The Moderate Left Tries to Thwart a New Reign of Terror of Its Own Making
Moderate voices on the Left, fearful that the current cultural revolution has/will devolve into tyranny where opposing voices are forcibly silenced, have signed an open letter pleading with the radical Left. Signatories include Gloria Steinem (feminist and journalist), Garry Wills (historian), and J.K. Rowling (author of the Harry Potter books).
Signed by 150 movers and shakers, the letter assures readers of the signatories’ wokeness by praising the “[p]owerful protests for racial and social justice [that] are leading to overdue demands for police reform, along with wider calls for greater equality and inclusion across our society, not least in higher education, journalism, philanthropy, and the arts.” It goes on to vilify Trump as “a real threat to democracy.”
With left-wing bona fides established, they express concern that “[t]he free exchange of information and ideas, the lifeblood of a liberal society, is daily becoming more constricted.” Bad behavior—cancel culture—by our cultural revolutionaries, they fear, is giving the Right ammunition to criticize the central tenets of the revolution with which the signatories agree.

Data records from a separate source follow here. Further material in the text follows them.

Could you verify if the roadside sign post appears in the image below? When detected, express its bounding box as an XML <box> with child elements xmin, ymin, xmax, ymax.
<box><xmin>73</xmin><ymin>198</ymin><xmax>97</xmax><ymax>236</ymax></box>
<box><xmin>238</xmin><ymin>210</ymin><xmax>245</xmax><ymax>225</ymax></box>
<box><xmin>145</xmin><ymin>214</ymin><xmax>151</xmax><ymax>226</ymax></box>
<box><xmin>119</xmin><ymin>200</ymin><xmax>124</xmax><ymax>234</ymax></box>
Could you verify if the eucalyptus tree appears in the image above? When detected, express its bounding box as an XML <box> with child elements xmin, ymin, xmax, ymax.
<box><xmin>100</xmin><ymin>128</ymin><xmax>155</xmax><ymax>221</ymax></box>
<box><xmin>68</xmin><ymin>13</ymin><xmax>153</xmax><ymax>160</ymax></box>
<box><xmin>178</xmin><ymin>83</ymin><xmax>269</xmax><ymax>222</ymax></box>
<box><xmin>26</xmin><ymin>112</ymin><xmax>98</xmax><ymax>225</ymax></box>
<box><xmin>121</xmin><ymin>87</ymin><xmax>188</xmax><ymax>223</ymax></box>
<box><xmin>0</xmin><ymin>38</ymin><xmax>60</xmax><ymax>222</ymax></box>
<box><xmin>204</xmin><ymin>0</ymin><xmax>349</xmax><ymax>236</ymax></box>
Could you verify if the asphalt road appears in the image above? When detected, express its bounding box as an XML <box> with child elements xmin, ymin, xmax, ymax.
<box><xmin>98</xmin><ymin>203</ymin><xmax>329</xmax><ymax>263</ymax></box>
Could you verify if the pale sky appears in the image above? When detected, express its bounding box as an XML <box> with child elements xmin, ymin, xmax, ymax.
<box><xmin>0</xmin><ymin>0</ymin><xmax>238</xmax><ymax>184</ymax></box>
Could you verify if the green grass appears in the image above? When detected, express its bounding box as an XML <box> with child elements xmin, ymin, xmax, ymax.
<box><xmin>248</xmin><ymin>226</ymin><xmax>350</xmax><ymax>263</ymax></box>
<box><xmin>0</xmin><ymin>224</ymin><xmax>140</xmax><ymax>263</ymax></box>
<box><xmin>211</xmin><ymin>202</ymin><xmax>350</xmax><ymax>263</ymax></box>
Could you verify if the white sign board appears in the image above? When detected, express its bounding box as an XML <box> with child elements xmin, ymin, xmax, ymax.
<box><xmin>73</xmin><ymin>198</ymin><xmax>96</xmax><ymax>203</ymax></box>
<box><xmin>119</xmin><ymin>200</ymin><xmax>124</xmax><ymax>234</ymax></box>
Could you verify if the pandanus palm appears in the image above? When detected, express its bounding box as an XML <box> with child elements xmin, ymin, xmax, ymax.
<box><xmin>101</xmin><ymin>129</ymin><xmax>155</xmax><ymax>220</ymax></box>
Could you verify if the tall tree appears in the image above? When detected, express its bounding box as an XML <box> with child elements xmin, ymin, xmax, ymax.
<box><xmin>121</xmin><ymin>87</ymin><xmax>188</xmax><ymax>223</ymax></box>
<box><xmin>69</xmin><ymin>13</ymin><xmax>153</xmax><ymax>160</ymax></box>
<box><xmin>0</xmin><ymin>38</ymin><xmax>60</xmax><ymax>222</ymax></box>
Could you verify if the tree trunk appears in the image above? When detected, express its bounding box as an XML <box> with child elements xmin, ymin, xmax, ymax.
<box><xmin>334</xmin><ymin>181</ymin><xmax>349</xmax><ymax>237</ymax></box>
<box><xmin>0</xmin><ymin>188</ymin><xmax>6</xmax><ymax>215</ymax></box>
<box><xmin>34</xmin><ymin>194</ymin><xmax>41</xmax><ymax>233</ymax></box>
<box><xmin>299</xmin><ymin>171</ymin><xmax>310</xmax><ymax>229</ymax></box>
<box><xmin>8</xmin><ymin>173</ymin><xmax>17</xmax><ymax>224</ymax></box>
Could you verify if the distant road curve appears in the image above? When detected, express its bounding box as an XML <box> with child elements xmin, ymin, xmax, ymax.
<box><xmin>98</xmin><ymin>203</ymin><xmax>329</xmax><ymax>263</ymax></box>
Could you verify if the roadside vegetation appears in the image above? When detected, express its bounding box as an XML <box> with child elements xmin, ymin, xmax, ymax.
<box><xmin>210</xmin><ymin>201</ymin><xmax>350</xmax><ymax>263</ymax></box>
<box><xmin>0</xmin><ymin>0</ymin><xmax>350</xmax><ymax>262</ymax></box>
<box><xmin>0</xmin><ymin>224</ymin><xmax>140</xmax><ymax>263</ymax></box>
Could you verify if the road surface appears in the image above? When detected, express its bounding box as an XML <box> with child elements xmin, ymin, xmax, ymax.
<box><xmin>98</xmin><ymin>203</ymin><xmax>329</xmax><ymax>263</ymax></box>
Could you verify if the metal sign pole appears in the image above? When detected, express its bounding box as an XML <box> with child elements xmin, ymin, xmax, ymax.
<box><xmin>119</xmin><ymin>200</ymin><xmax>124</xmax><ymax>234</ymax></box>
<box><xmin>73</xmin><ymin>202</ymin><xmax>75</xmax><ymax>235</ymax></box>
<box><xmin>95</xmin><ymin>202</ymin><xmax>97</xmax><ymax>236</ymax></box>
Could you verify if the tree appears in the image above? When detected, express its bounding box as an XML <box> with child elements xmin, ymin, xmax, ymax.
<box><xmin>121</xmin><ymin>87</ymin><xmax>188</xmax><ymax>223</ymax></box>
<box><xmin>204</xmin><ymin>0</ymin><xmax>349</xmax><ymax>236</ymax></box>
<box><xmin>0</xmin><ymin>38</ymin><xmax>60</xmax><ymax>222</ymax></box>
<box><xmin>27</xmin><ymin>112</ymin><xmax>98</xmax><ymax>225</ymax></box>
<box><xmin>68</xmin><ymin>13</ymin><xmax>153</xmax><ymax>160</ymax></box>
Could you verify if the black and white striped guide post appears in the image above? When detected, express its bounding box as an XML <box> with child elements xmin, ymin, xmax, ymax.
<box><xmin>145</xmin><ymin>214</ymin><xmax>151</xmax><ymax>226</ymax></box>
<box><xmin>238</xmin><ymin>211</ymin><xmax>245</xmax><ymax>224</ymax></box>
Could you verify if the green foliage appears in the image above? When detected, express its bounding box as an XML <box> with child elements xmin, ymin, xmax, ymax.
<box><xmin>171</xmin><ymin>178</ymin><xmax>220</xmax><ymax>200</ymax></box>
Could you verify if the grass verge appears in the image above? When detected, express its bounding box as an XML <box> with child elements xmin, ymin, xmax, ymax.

“The way to defeat bad ideas is by exposure, argument, and persuasion,” the letter instructs, “not by trying to silence or wish them away.” Good advice if we were still living in a liberal world, but the post-liberalism that has emerged likely will not be too impressed with the warning.
Some who signed the letter are already recanting as the woke mob puts pressure on them and/or they fear fellow signatories are not woke enough. One can only wonder how many folks declined to sign in the first place because of a fear of the mob.
This episode is but a replay of the split among the Jacobin Club in the French Revolution. The Girondins (named for a region in southwest France) were moderates and feared that the protesters in the streets of Paris were ruling the country. They challenged the representatives known as the Mountain (so named because they often sat in the higher benches of both the Jacobin Club and the assembly) on the plan to execute the king.
The Girondins were branded as royalists and enemies of the revolution for their concern about due process and the power of the Parisian mob. The Mountain and the mob had their way and forced Girondins into exile and killed many at the guillotine. The French Revolution then took its most radical turn with the Terror and reign of the Mountain.
Fast forward to the modern era. Not too long ago arguments about the marketplace of ideas would have been noncontroversial. Not today. Just as in the early 1790s, the Girdondins have bowed to and plotted with the Mountain for too long. Their appeal to principles of open and free debate is too little and probably too late.
Steinem, Wills, and others who signed the letter have been part of the long leftist march through our institutions. They have aided and abetted the Mountain’s message of radical equality and the baseness of America as taught by the 1619 Project. It seems that things have gone too far for them now.
Too bad they did not act when there was a greater likelihood of turning back the woke onslaught. Plus ça change, plus c’est la même chose.